水稲における冷夏の影響は、平坦部より山間部で大きく、特に標高の高いところでは低温障害となって現れる。平坦部においても、早期水稲を中心に次の点に留意して管理の徹底を図る。
(1)分けつ期~出穂期
- 分けつ期の温度は15℃以上であれば、分けつの発生を促すため浅水管理につとめる。
- また、分けつ期の水温が20℃以下の場合は初期生育が劣るので、極力かけ流し潅漑を避け昼間から夕方の時期に水温上昇を図る。
- 幼穂形成期から減数分裂期までが最低気温が18℃以下にならないよう、移植時期が早くなりすぎないように適正な時期に移動する。
- 冷水地域では、昼間の止水、間断かんがい法等により、水温の低下防止につとめる。また、床じめを十分に行い漏水を防止する。
- 廻し水かんがい、ビニールチューブを用いた水温上昇策により、生育の促進につとめる。
- 低温による幼穂保護のためには、可能であれば10~15cmの深水管理を実施する。
- 生育期の低温が続けば、生育は緩慢となり遅延するので、過度の窒素施用は避け生育診断に応じた適切な施肥につとめる。
- 出穂遅延を防ぐため、穂肥の施用に当たっては必ず幼穂長を確認した後施用するが、量は減じ、分施につとめる。なお、実肥は施用しない。

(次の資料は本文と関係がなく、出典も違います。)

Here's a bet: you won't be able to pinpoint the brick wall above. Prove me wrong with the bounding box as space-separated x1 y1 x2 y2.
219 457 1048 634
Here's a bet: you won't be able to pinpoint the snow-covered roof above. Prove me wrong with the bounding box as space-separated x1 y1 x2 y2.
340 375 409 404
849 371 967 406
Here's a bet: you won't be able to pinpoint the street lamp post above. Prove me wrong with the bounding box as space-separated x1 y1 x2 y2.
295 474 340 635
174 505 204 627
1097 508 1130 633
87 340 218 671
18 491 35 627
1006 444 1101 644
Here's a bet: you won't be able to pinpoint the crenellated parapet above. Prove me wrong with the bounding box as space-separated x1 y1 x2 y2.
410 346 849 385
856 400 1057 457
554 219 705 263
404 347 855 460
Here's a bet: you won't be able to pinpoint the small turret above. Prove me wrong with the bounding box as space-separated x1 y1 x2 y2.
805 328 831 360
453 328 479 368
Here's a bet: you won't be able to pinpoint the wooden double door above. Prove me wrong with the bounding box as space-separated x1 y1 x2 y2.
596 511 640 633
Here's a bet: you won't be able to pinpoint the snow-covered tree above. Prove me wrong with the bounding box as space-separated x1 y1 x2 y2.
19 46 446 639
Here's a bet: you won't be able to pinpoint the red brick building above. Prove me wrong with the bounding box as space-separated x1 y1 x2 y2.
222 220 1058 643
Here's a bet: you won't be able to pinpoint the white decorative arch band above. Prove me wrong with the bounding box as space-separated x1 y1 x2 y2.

- いもち病が発生しやすいので、発生予察に基づき適期防除する。
(2)登熟期
- 出穂時期が出穂安全限界以降にずれ込まないよう、窒素過多を避け生育の促進につとめる。
- 晩生品種、特にヒヨクモチは低温に遭遇すると穂首抽出が十分でないので、出穂直前に10a当り窒素成分で1~1.5kgの追肥により穂首抽出を促進する。
- 出穂後気温が低下する場合は、出穂後の窒素追肥を中止し登熟の促進低温抵抗性の維持につとめる。
- 出穂時期が遅れ、かつ生育が軟弱徒長気味の場合は、葉先のせん除を行い、受光体勢を維持し登熟向上を図る。